In a field experiment, students or clients are assigned to experimental and control groups in a non-random fashion and instruction occurs in a non-laboratory setting. Because the random assignment of participants and a controlled instructional environment are not generally feasible in educational settings, field experiments are more commonly used than controlled experiments.
In the simplest field experiment design, one group participates in a learning intervention while one group does not, both groups complete an outcome measure, and the results are compared. The biggest problem with this design is that the groups may differ on the outcome variable before the learning intervention. Measuring the variable before the study's start can help you account for pre-existing differences. Sometimes groups are also compared on other characteristics that may affect the outcome variable, such as SAT or IQ scores.
Group 1: Pretest
Group 2: Pretest ----------------------------------> Posttest
Experiment participants may improve on a certain outcome because they have matured, or regress because they have fatigued. For example, an instructor who attends teacher-training sessions during an academic year and improves significantly on course instructor survey ratings at the end of this year may be overlooking improvement due to teaching maturation. Fortunately, comparing similar groups through a field experiment provides evidence that observed changes are due to the intervention rather than maturation.
Are resources available?
Conducting a field experiment requires a medium level of time, ability to collect baseline data prior to intervention, and experience or training in one or more data collection methods. [more]
What will you compare?
You may want to compare the performance of people who participate in an educational program with that of people who do not participate in any program. On the other hand, it may be more realistic to compare the performance of participants in a new program with that of participants in an existing effective program.

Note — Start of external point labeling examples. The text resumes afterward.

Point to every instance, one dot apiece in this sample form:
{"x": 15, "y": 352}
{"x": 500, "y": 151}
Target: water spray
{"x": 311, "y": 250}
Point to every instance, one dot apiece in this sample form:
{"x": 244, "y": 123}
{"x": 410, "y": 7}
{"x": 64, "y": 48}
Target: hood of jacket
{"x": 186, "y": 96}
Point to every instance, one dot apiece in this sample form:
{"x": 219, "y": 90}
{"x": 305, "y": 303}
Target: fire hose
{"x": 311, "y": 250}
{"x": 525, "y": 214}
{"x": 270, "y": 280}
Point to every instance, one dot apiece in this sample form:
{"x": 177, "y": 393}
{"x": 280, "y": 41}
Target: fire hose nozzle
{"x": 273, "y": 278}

Do I have a good chance of detecting differences?
In order to find statistically significant differences between two groups, you must have a good estimate of the expected difference between the control and intervention groups on outcome variables. Reviewing similar interventions from previous research can help you make this estimate and make your intervention more potent. Larger samples are more likely to reveal differences. The number of interventions being tested and the significance level of statistical tests also affect your ability to detect differences. If your knowledge of statistics is somewhat limited, consult with an expert.
How will you deal with nonparticipation and attrition?
Participants who do not complete a course or don't fully participate create a problem if their level of participation or attrition follows a pattern different from the rest of the group (i.e., the pattern is non-random). For example, if under-achieving students are more likely to drop out of the intervention group than the control group, the intervention may appear to be more effective. Gathering background information for all participants, such as previous achievement records or socioeconomic status, can help you estimate bias that is introduced and adjust for it.
How will you elicit cooperation?
Collaborate with program staff, instructors, and students or clients to gain their support and cooperation.
Completing a pre-test measure may make participants aware of a deficit that they then address. If you use identical measures, students or clients may do better the second time because of practice.
How you measure the outcome and who measures it may change from pre- to post-test and can affect whether students or clients appear to improve. It is important that pre and post measures be equivalent.
Because participants are not assigned randomly to groups, the groups may differ in ways that compromise your conclusions. For example, some students who are enrolled in an 8 a.m. class might have been forced to take an early morning class because they failed to register promptly. These students may be less motivated to attend class than those in a 10 a.m. class, which may affect their achievement. Comparing groups that are as similar as possible will improve validity.
Reichardt, C. S. & Mark, M. M. (2004). Quasi-Experimentation. In J. S. Wholey, H. P. Hatry, & K. E. Newcomber (Eds.) Handbook of Practical Program Evaluation, Second Edition, San Franciso: Jossey-Bass.